So what’s going on at QIP 2011? Anyone? Bueller? Bueller?
update: It looks like pdfs of the talk slides are available. Were the talks videotaped (err, I guess I’m showing my age: were the talks recorded in video format?)
more update: John Baez has a post on a few talks.
There is apparently no arxiv version (yet) of the QIP 2011 talk by David Poulin, Angie Qarry, Rolando Somma and Frank Verstraete, titled Quantum simulation of time-dependent Hamiltonians and the convenient illusion of Hilbert space. Comments on their presentation would be very welcome …. this line of research is closely coupled to practical applications and thus is immensely interesting to engineers.
Thank you for the pointers to the literature, Aram … Boixo & Somma’s Necessary Condition for the Quantum Adiabatic Approximation (arXiv:0911.1362) had in it precisely the physical background that I was looking for.
One wonders if this line-of-reasoning could be reversed. That is, we suppose that a certain adiabatic quantum algorithm is observed to work very efficiently, and we further suppose that it is known to have a fixed-scale energy gap. Then by the Boixo & Somma result (and by physical reasoning) we infer that the algorithm is traversing a short-path quantum trajectory.
Under what circumstances (if any) could knowledge that a short-path problem-solving quantum trajectory exists help in deducing classical simulation algorithms? More broadly, we are led to wonder, under what circumstances (if any) can quantum computers (adiabatic or otherwise) exponentially speed-up the search for efficient classical simulation algorithms?
Without knowing the answer to the above (hard) question, I will note that there is older work by Ford, Lewis & O’Connell, relating to quantum Langevin models of heat baths, that embodies many of these same physical ideas.
I was just at this talk. Basically it gives a way to simulate a time-dependent Hamiltonian H(t) even when H(t) is changing arbitrarily quickly. The idea is that very high-frequency oscillations can be smoothed away without affecting the evolution very much. Here “high-frequency” means that the frequency is >> the average energy of the state.
It’s in some ways related to the nice line of work that Rolando Somma and collaborators have been doing on rigorous version of the adiabatic theorem, as well as quantum algorithms for achieving the goals of the adiabatic theorem.
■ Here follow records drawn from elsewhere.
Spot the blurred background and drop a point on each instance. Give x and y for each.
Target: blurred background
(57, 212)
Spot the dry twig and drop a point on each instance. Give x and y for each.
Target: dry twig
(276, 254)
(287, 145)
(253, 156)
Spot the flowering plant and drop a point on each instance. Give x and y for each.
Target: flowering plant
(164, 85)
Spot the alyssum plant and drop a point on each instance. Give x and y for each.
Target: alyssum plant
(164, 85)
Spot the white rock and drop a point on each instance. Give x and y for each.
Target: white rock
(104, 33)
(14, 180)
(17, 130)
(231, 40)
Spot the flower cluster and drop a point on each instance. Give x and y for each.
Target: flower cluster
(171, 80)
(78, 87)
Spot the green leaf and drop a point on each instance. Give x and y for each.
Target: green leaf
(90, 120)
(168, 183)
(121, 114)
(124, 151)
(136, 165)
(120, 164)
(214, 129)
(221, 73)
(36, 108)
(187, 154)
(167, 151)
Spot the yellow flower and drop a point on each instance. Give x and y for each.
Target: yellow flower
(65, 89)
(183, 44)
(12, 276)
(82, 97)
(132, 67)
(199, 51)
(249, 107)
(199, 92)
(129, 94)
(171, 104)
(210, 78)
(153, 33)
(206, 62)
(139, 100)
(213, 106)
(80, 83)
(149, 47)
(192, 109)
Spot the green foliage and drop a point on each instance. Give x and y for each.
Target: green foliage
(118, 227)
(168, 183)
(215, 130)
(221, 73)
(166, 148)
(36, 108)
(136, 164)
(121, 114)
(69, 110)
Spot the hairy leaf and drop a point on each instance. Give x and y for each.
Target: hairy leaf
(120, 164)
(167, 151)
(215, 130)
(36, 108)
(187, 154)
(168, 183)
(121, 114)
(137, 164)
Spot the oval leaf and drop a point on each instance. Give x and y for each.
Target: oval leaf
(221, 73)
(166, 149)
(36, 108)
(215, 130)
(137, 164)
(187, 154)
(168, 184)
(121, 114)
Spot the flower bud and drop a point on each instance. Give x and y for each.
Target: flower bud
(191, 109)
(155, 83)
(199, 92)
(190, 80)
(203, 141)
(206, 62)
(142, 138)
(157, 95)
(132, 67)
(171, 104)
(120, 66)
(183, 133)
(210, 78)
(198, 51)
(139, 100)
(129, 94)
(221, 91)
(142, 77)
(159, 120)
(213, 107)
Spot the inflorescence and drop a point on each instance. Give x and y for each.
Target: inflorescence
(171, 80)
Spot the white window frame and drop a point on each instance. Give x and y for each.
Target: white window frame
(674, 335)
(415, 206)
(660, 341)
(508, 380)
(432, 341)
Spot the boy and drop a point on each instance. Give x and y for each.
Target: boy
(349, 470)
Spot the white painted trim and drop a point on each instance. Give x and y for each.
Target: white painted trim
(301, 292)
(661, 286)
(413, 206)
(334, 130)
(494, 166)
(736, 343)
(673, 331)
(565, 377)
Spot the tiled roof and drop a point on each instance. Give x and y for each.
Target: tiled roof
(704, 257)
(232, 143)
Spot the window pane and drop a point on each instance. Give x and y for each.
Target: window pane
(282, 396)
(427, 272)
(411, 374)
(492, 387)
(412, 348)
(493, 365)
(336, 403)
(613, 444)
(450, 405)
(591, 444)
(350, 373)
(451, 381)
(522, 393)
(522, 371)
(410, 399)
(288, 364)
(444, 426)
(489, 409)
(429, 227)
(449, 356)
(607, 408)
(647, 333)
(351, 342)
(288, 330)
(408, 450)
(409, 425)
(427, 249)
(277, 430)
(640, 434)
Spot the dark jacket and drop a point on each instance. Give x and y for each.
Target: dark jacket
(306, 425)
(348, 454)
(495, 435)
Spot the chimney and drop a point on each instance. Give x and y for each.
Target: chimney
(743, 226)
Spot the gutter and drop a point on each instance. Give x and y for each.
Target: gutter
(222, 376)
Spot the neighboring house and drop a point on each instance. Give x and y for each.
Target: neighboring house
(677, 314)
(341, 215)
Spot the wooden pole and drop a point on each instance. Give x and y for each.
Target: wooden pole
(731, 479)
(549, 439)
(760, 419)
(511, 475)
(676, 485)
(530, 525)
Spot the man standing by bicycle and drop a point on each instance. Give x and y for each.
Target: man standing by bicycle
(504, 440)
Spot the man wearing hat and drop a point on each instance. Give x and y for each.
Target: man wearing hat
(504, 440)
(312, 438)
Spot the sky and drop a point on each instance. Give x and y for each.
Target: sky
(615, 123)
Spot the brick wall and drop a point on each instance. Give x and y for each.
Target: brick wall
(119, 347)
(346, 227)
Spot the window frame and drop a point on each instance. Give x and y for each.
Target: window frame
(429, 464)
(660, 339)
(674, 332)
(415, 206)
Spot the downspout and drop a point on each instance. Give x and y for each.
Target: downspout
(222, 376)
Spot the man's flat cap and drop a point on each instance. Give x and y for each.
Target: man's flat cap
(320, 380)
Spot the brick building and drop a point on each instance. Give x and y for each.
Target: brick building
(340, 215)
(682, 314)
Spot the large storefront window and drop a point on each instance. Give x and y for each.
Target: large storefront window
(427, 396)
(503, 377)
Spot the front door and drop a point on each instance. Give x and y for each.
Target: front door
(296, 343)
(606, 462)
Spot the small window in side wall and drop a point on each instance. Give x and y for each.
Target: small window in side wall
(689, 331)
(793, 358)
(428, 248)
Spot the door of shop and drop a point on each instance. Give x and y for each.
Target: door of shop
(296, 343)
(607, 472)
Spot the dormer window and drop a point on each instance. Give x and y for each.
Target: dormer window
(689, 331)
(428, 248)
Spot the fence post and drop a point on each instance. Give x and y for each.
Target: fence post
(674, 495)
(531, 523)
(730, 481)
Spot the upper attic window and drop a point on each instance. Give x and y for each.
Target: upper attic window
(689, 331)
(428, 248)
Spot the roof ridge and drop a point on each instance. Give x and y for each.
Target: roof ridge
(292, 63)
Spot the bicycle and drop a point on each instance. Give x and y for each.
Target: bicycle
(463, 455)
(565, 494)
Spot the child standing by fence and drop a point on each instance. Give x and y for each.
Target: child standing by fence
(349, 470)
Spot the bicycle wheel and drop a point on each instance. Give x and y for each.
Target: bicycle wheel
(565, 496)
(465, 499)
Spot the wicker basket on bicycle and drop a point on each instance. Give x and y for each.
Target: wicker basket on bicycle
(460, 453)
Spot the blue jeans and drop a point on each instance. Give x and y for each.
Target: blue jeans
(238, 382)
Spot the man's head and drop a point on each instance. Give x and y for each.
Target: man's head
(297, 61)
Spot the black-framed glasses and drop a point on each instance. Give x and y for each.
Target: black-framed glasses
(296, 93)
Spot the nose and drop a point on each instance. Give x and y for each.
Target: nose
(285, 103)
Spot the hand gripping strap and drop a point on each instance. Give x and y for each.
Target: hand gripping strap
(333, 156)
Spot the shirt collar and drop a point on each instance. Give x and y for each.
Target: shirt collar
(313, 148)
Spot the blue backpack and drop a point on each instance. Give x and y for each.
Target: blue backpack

So if you’re interested in this work, you might contact the authors to ask for a preprint, but could also like at Rolando’s previous papers.
Thanks for the alert! Especially interesting (to us engineers) were the video and slides for David Poulin’s talk on Quantum simulation of time-dependent Hamiltonians and the convenient illusion of Hilbert space … in his talk David called it “the delusion of Hilbert space” … with its conclusion
There was a concluding question from the audience that I thought was excellent, asking whether these considerations apply if the initial state (arising for exampl from the Big Bang) is outside the manifold of physical states.
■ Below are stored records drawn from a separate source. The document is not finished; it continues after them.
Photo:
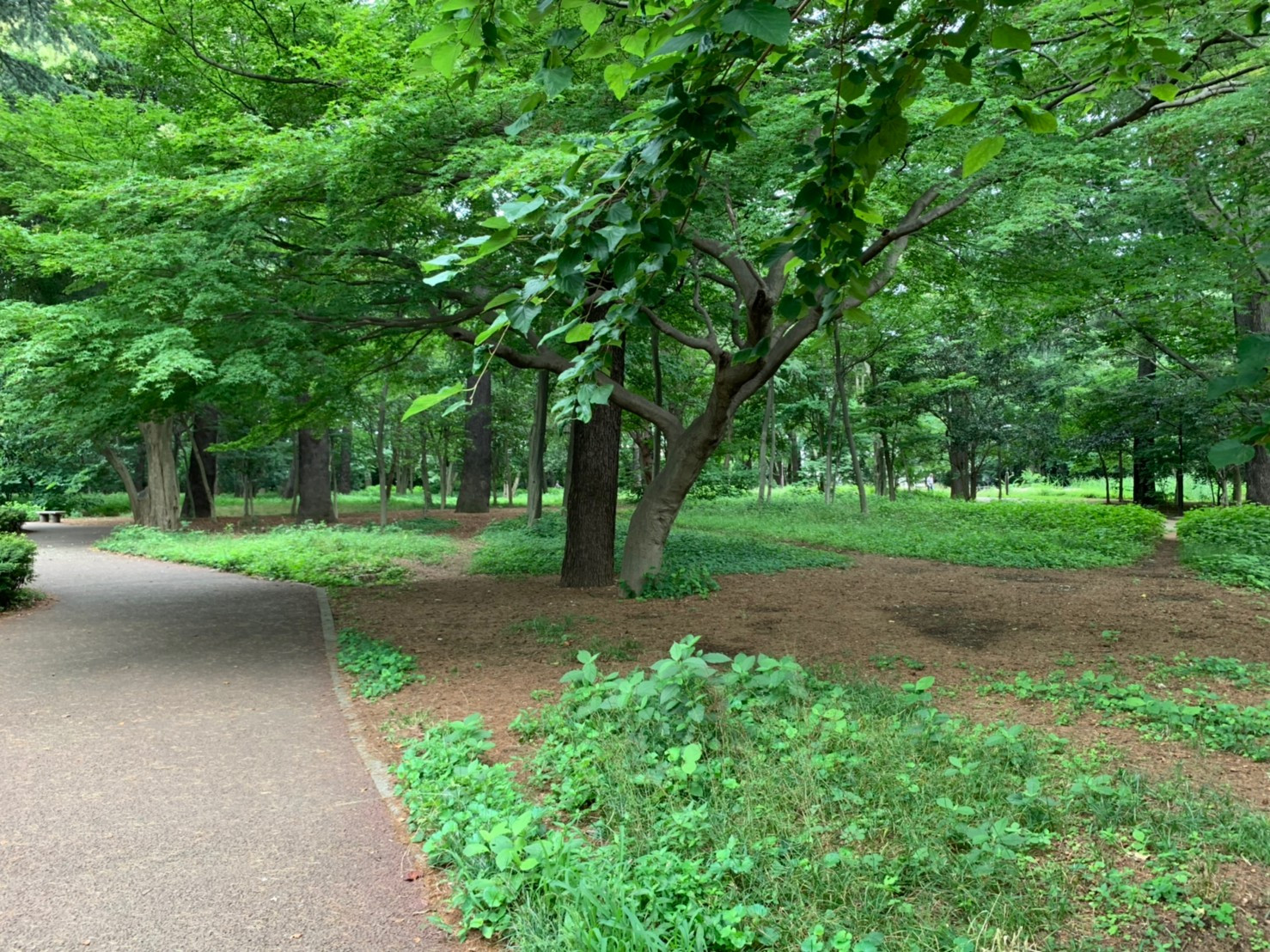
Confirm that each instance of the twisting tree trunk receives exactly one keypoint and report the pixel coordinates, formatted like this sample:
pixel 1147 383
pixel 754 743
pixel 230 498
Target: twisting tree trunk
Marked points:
pixel 314 480
pixel 474 484
pixel 201 497
pixel 591 510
It is folklore among physicists that this question has an answer that is both geometrically and physically natural. From a geometric point-of-view, the dynamical flow assumed by Poulin, Quarry, Somma, and Verstraete is purely symplectic. Suppose we generalize this flow to the mixed symplectic and metric flow that is generically associated to Lindblad dynamics.
Then the folklore of physics is that Lindbladian flows generically compress arbitrary initially states in Hilbert space onto the doubly exponentially small, and hence algorithmically compressible, submanifold of physical states. This is the geometric view of the physical process that Zurek calls einselection.
It would be very enjoyable to see a rigorous mathematical proof of an einselection theorem, via Poulin’s methods, in some toy model … perhaps we can look forward to further work along these lines from Poulin and his collaborators.
More broadly, our QSE Group’s experience has been that is very useful for engineering students to appreciate that effectively the state-space of quantum systems is “hollow” (as Poulin’s slides call it) and/or “foamy” (a description that for engineering students works better pedagogically)—such descriptions are increasingly useful, as the engineering curriculum puts increasing emphasis on geometrically natural descriptions of classical and quantum dynamics.
Of course, in practical quantum simulation codes the state-space of physical states is not only geometrically foamy, but dynamical in its own right, as the simulation codes continuously adapt their basis states to the physics of the system.
It remains to be see whether Nature exploits this same computational trick, to render herself easy to simulate; thus Poulin’s line of research is thought-provoking from both a practical and a fundamental point-of-view.
Yes, videos of the talks are available here.
In cross-referencing the results that David Poulin presented, relating to what Poulin, Qarry, Somma and Verstraete call “the convenient illusion of Hilbert space”, there are natural links to two recent works by Johnson, Biamonte, Clark, and Jaksch, namely Dynamical simulations of classical stochastic systems using matrix product states (arXiv:1006.2639) and Categorical Tensor Network States (arXiv:1012.0531).
It is great fun to see what amounts to the same physical ideas presented alternatively in the language of traditional quantum mechanics, computer science, linear algebra, information theory, Lindbladian dynamical flow, and now. category theory.